The models’ results were interpreted to gain insights into their predictive capabilities. The findings were compared with each other and analyzed to understand the relationships between the selected features and equipment health. Insights from the models’ coefficients (in the case of Linear Regression) or feature importance (in the case of Random Forest) provided valuable information about the factors influencing equipment failure.

R-squared is a metric used in regression tasks to measure how well the model fits the data. It represents the proportion of the variance in the dependent variable (the target) that is predictable from the independent variables (the features). R-squared tells us how much of the variability in the target variable is explained by the model. It does not measure the percentage of correct predictions, as in classification tasks.

2.7 Implications and Recommendations

Based on the results and insights gained from the models, practical implications and recommendations were drawn for implementing predictive maintenance strategies in oil and gas facilities. The models’ predictions and insights could guide maintenance teams to schedule interventions more effectively, thereby minimizing downtime, reducing costs, and improving equipment reliability.

3 Conclusion

In conclusion, the analysis of the two predictive models, linear regression and Random Forest Regressor, provides valuable insights into the suitability of each approach for predicting and maintaining oil and gas equipment. The R-squared values obtained from both models shed light on their respective abilities to explain the variance in the ‘Accelerometer Value’ based on the ‘Time’ variable.

The negative R-squared value (-0.01048) associated with the linear regression model indicates a poor fit for the data. This suggests that the linear relationship assumed by the model does not adequately capture the underlying complexities of the data. In fact, the negative value implies that the model might perform worse than a simple mean-based prediction, highlighting its unsuitability for this dataset.

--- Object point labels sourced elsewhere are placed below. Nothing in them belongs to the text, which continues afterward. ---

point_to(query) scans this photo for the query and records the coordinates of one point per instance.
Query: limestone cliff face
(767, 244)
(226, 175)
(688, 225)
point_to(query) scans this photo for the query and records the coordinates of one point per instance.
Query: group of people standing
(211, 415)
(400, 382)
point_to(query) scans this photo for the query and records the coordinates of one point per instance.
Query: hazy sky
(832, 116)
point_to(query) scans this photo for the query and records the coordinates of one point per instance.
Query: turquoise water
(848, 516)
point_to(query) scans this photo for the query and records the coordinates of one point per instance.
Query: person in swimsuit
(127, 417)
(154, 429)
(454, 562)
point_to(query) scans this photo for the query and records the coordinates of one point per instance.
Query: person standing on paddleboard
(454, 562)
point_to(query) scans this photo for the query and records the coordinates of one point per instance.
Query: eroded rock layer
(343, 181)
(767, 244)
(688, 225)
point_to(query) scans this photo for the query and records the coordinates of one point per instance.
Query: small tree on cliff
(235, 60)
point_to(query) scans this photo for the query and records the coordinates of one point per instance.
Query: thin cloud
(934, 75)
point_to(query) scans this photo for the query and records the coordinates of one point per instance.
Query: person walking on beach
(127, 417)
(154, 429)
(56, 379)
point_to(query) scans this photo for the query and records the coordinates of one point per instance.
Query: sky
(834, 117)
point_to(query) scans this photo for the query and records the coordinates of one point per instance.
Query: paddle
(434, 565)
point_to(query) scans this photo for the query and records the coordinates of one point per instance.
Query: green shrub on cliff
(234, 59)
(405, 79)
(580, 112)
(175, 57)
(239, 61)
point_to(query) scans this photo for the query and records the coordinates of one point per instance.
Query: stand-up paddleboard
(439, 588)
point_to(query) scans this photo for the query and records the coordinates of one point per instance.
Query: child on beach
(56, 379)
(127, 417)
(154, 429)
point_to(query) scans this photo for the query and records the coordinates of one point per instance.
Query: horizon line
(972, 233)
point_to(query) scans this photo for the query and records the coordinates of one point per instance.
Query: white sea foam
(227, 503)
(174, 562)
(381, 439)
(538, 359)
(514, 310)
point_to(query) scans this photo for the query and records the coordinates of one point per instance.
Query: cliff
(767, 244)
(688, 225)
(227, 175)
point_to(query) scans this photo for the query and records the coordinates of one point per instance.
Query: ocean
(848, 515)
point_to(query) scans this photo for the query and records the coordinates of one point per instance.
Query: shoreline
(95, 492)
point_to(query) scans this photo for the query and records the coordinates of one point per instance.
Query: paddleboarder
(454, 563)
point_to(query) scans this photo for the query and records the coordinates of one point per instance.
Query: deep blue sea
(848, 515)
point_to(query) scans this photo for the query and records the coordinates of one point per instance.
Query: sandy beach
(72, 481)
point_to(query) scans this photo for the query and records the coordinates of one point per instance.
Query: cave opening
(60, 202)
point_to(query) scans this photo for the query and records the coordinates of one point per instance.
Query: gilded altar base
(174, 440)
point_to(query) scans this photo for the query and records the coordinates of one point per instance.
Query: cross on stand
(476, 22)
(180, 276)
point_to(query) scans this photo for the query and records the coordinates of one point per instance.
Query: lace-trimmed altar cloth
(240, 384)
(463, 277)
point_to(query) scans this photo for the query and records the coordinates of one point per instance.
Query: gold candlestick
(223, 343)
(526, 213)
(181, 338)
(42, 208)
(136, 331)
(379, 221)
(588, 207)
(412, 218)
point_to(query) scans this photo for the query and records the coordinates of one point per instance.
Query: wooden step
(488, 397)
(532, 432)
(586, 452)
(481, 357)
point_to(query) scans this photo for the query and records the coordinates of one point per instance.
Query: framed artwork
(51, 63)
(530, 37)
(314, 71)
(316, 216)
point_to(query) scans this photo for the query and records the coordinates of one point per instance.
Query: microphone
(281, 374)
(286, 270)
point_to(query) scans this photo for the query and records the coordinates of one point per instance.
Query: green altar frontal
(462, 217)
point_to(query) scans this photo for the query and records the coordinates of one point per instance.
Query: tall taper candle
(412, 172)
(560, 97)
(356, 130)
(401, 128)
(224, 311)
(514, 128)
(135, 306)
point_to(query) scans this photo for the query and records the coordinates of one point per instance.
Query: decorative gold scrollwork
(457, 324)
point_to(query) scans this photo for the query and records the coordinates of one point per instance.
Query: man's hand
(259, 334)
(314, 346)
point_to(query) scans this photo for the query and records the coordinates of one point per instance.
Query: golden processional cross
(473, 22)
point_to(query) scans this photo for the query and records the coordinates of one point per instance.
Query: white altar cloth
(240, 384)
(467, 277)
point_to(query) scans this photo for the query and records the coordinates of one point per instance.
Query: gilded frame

On the other hand, the Random Forest Regressor model yields a positive R-squared value of approximately 0.3686. While this suggests that the model has captured some degree of relationship between ‘Time’ and ‘Accelerometer Value’, it also signifies that there is a considerable amount of unexplained variance. Despite this, the Random Forest Regressor has demonstrated its ability to capture non-linear relationships and handle complex interactions between variables, making it a more suitable choice compared to the linear regression model.

To enhance the predictive capabilities and maintenance efficiency for oil and gas equipment, obtaining better-refined data is paramount. High-quality data will help mitigate noise and outliers, ultimately leading to more accurate predictions. In this context, the Random Forest Regressor is poised to be more effective, given its flexibility in handling complex datasets.

In conclusion, based on the analysis conducted in this study, the Random Forest Regressor model is recommended for predicting and maintaining oil and gas equipment. However, it is emphasized that continuous efforts to improve data quality will significantly contribute to the model’s performance and its ability to provide actionable insights for equipment maintenance in this critical industry.